Chagas, Patricia; Mazocco, Leticia; Piccoli, Jacqueline da Costa Escobar; Ardenghi, Thiago Machado; Badimon, Lina; Caramori, Paulo Ricardo Avancini; Pellanda, Lucia; Gomes, Irênio; Schwanke, Carla Helena Augustin.
Clin Nutr; 36(4): 1036-1039, 2017 08.
Artículo en Inglés | MEDLINE | ID: mdl-27402474
BACKGROUND & AIMS: The ingestion of small to moderate alcohol consumption amounts has been associated to cardiovascular protection. This study aimed to evaluate the association between alcohol consumption and coronary artery disease severity.

MATERIAL AND METHODS:

Cross-sectional Study with patients undergoing coronary angiography. Age, cardiovascular risk factors (smoking, systemic arterial hypertension, dyslipidemia and diabetes) and alcohol drinking habit were investigated. Alcohol consumption was divided in three categories: nondrinker, moderate alcohol consumption (less than 15 g ethanol/day for women or 30 g ethanol/day for men) and heavy alcohol consumption. Coronary artery disease severity was assessed through the Friesinger Score (FS) in the coronary angiography, by interventional cardiologists blinded to alcohol consumption.

RESULTS:

The final sample included 363 adults; of those, 228 were men (62.81%). Mean age was 60.5 ± 10.9 y.

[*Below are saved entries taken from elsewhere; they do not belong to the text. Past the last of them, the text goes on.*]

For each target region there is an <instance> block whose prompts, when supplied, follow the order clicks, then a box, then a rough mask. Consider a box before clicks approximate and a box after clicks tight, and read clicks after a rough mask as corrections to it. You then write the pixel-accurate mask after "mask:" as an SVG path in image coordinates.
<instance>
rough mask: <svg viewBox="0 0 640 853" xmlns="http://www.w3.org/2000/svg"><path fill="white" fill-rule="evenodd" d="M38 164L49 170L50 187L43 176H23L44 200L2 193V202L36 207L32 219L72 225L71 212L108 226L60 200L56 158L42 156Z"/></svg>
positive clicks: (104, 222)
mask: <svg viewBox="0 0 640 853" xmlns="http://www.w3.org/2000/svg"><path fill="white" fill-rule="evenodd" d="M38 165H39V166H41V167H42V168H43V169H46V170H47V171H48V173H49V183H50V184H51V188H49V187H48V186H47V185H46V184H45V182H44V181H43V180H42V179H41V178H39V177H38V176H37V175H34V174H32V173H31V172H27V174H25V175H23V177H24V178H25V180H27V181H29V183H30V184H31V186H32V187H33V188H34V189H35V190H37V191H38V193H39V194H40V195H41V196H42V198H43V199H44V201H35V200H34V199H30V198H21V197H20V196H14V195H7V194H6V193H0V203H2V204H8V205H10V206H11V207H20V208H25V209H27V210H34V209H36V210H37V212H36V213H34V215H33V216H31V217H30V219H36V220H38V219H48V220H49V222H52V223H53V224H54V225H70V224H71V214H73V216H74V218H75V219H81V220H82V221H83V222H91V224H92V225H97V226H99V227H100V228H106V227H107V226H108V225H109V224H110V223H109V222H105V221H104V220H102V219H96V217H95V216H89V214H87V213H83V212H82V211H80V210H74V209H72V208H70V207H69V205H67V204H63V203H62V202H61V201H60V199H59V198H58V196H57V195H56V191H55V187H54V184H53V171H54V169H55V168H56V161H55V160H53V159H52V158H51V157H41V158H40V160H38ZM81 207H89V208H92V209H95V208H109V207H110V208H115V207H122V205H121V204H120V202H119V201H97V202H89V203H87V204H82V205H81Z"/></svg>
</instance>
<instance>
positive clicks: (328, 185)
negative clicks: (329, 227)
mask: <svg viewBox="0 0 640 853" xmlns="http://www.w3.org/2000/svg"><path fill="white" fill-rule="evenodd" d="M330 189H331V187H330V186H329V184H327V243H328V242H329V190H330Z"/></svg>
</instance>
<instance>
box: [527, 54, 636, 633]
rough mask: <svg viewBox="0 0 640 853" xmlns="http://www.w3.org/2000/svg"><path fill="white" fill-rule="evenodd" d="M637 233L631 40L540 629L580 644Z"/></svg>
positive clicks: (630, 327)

Unadjusted analyses identified sex, age, hypertension, diabetes, dyslipidemia and alcohol consumption as the main covariates associated with the Friesinger score. Lower Friesinger scores were also observed in moderate alcohol consumption when comparing to those who do not drink (RR 0.86; 95% CI 0.79-0.95).

CONCLUSION:

Among patients with suspected coronary artery disease undergoing coronary angiography, moderate alcohol consumption is associated to a lower coronary artery disease severity than heavy drinking.